If the answer to any of these questions is yes, you may have been a victim of a “hierarchical microaggression” – an everyday slight which, according to a study, devalues an individual because of the role that they hold in an institution.
And you’re not the only one. In fact, the researchers who explored the prevalence of the put-downs at a university in the US found that staff were more likely to face this sort of treatment based on rank than they were because of race, gender or language combined.
Of 191 microaggressions listed as having been witnessed, perpetrated or received by employees at the Metropolitan State University of Denver, 42 per cent related directly to hierarchy, compared with 40 per cent for other issues, according to a paper published online last month by the Journal of Diversity in Higher Education.
Other examples of unfair treatment given in the article, “Hierarchical microaggressions in higher education”, include a lecturer who remarked “I didn’t know staff could learn things so quickly!” when a member of non-academic staff demonstrated a good memory, and faculty who were happy to greet each other in the hallway but chose to ignore administrators.
In another case, a senior academic shouted at departmental reception staff for failing to inform him of a change in meeting location, only to be informed that it had been the chair of the department who had requested the venue move at the last minute. Shortly afterwards, the same lecturer was spotted joking about the change in venue with the chair, “acting like the lack of notification was no big deal”.
Authors Kathryn Young and Myron Anderson, of MSU Denver, and Saran Stewart, of the University of the West Indies, say hierarchical microaggressions are “of a unique type” in higher education because its strict pecking order is based on perceived intellectual standing.

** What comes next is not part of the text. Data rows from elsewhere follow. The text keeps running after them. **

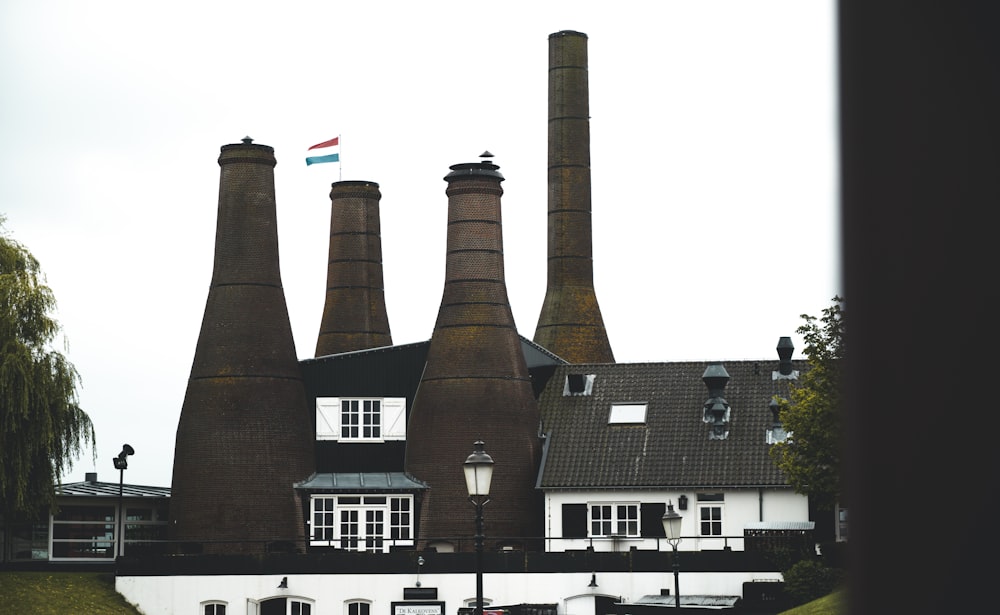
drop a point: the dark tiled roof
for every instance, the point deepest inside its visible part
(672, 448)
(356, 482)
(94, 488)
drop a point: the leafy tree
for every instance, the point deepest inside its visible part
(811, 457)
(42, 427)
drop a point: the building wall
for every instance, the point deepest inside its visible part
(741, 506)
(180, 595)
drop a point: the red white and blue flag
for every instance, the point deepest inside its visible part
(327, 156)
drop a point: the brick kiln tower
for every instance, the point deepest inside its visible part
(475, 383)
(354, 315)
(245, 430)
(570, 323)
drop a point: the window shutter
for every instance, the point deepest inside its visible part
(394, 418)
(327, 418)
(574, 520)
(651, 516)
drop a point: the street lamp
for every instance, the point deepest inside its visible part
(478, 474)
(121, 464)
(672, 530)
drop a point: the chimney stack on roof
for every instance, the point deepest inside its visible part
(354, 314)
(785, 371)
(245, 430)
(475, 384)
(570, 324)
(716, 410)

This separates lecturers and administrators, who often have lesser or no degrees, and divides academics too – particularly, in the US, between tenured and non-tenured staff.
Dr Young told Times Higher Education that it was “shocking” how many of the comments directly related to role, since it had not been expected to come up at all.
She added that the findings were particularly concerning because she considered MSU Denver to be a “very egalitarian place”. “If we are doing it like this, how are other places doing?” she said.